The others hated the stockyard pack. Some of them even laid out rat-poisoned livers and hung around to watch the skinny mongrels wolf them down. At least once a week he rolled bundle after bundle down the dark side alley, watching the toothy shadows tear into each one, so grateful they swallowed the bloodied newspaper too. Many had died from eating what they were given, but that did nothing to cut the hunger of those that were left.
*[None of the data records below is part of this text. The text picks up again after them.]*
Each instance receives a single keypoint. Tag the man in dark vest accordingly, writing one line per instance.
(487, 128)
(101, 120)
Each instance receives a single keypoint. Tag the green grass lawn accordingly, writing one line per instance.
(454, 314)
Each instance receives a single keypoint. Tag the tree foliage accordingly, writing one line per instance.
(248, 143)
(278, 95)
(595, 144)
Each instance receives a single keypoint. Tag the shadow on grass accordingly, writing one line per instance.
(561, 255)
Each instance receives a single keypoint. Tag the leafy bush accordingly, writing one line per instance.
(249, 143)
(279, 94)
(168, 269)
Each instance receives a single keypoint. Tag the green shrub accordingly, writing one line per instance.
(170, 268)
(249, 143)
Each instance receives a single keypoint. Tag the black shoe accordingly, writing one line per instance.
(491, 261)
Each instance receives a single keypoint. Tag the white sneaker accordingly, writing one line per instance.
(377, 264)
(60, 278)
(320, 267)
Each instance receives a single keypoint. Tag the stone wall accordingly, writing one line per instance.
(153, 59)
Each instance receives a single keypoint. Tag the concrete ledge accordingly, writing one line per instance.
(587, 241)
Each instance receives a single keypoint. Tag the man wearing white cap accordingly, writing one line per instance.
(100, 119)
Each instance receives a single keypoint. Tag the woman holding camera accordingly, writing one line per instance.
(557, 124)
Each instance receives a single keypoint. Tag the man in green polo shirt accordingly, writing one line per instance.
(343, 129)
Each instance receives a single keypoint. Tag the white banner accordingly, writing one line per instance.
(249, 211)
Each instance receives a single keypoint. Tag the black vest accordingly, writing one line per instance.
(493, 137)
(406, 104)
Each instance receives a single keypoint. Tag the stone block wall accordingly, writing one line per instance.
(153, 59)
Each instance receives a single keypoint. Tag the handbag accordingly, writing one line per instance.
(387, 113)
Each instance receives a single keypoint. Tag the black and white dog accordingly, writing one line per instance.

He was folding up the final sheet when a black box ad caught his eye.
Butcher shop for sale. Fully equipped. Sole butcher to town. Apply Town Hall, Mercy, Manitoba
. His heart kicked hard. He traced the ad with his knife tip and lifted it from the page, folded it up small and drove it deep into the front pocket of his pants.

He could hear the dogs scrapping outside. Gathering up the bone parcels in his arms, he hurried to the back door, a crazy grin splitting his face. “I’m coming,” he called out, laughing. “Daddy’s coming.”

Thomas felt like a country bumpkin on the streetcar. He’d lived in St. Boniface all his life but had only crossed the river to downtown Winnipeg a handful of times, and those with his mother, to the looming Hudson’s Bay and back. He asked the driver to let him off close to the library, an institution he knew nothing about, save the words an elementary school teacher had planted in his brain.
A library is a kind of heaven. You can learn anything you want there for free
.

He wandered the stacks, trailing his hand down spine after spine. Famous painters, tuberculosis, birds of Canada, the Baptist Church. His head swam. Half an hour before closing he did the unthinkable—approached the aged librarian at her desk.

She nodded wordlessly, swivelled in her chair and yanked out a long, skinny drawer. Her knobby fingers flew through the cards, alighted, pulled up three and scratched particulars on a small green pad.

Thomas panicked. “I can’t,” he stammered. “I don’t know—”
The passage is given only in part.